7. Multiple Regression in Marketing-Mix Models

Introduction

The movie Moneyball has a lot to teach us about optimizing a company’s marketing mix. In the movie, the management of the Oakland Athletics discovers that the baseball team can get ahead by changing its perspective and looking at data differently than its competitors.

The A’s know most major-league teams use batting average (hits over real opportunities) as the prevailing metric for determining the worth of a hitter. Traditional wisdom says, “You hit more, you win more.” So the players who have more hits per at bat1 are generally the most sought after and are paid the most money. But by examining the outcome of decades of baseball games, the A’s find a variable they believe to be more predictive of success. It is not only hits that help a baseball team win; walks count too. Getting on base and not making outs is more closely correlated with winning games than hits alone.

The team’s management takes the analysis of the data and uses it to buy undervalued players—players who don’t necessarily have the highest batting averages but who do have high on-base percentages. For a small-market team such as the A’s, which has less money to spend on players than other franchises, this strategy changes the game.

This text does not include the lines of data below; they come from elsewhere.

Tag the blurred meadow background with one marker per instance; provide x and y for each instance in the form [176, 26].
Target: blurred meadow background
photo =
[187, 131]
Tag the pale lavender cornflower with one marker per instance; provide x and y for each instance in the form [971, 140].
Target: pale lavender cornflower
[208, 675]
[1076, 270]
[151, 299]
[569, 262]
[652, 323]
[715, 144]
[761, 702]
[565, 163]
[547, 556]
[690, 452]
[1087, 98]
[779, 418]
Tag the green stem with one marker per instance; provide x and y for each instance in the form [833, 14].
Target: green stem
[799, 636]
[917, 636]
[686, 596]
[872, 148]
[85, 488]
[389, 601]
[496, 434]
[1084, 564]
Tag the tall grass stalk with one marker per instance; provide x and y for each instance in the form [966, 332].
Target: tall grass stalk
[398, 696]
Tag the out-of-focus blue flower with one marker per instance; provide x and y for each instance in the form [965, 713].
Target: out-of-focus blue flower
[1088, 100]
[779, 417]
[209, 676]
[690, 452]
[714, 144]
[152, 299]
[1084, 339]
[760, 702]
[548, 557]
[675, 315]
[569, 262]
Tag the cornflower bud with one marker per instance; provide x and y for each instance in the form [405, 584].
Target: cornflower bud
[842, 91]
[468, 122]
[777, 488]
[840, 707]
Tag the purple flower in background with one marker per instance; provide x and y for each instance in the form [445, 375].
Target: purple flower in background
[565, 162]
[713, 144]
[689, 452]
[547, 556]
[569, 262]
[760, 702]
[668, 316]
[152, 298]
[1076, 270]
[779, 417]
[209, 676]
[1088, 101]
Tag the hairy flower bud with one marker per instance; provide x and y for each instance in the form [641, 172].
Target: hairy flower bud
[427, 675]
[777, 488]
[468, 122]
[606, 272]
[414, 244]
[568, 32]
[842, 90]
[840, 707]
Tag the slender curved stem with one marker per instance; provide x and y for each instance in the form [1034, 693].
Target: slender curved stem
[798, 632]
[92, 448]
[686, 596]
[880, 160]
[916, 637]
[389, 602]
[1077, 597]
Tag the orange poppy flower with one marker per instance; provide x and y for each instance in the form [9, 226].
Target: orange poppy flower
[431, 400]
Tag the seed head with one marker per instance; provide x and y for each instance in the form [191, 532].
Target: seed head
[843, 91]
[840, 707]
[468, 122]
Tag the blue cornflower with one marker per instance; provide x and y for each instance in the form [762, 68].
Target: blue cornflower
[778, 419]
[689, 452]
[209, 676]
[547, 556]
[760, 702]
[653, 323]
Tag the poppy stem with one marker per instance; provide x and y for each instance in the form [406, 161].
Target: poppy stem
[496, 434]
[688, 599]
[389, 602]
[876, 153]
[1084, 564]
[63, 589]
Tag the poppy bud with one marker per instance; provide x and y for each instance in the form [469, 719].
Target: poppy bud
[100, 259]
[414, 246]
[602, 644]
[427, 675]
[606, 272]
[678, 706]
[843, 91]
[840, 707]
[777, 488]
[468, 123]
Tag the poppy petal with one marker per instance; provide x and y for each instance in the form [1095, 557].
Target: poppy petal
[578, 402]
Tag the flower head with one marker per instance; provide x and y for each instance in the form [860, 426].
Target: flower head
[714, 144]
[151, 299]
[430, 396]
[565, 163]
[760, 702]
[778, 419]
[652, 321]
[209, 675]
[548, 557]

Moneyball is about baseball, but the idea also works in the context of business marketing. Although management often makes assumptions, by actually analyzing the data, a business can better understand how to succeed. And if a business can find an important variable before others begin using it, management can build its strategy around that variable to gain an advantage.

Reviewing Single-Variable Regressions for Marketing

Single-variable regression analyses allow you to predict outcomes using one variable. Although such analyses are often oversimplifications of real-world marketing problems, it is necessary to understand them before moving on to more illustrative multivariable analyses.

Consider the following common marketing-mix example for a hypothetical company, No More Germs, which sells toothpaste. To determine the relationship between the number of promotions the company does and the number of units it sells, the company plots its known data on an xy plane (Figure 7-1). On the x-axis, the company plots the number of promotions (such as price reductions) it could have in a month. On the y-axis, No More Germs plots the number of purchases made by customers for each level of promotions.

Image

Source: All figures created by case writer unless otherwise specified.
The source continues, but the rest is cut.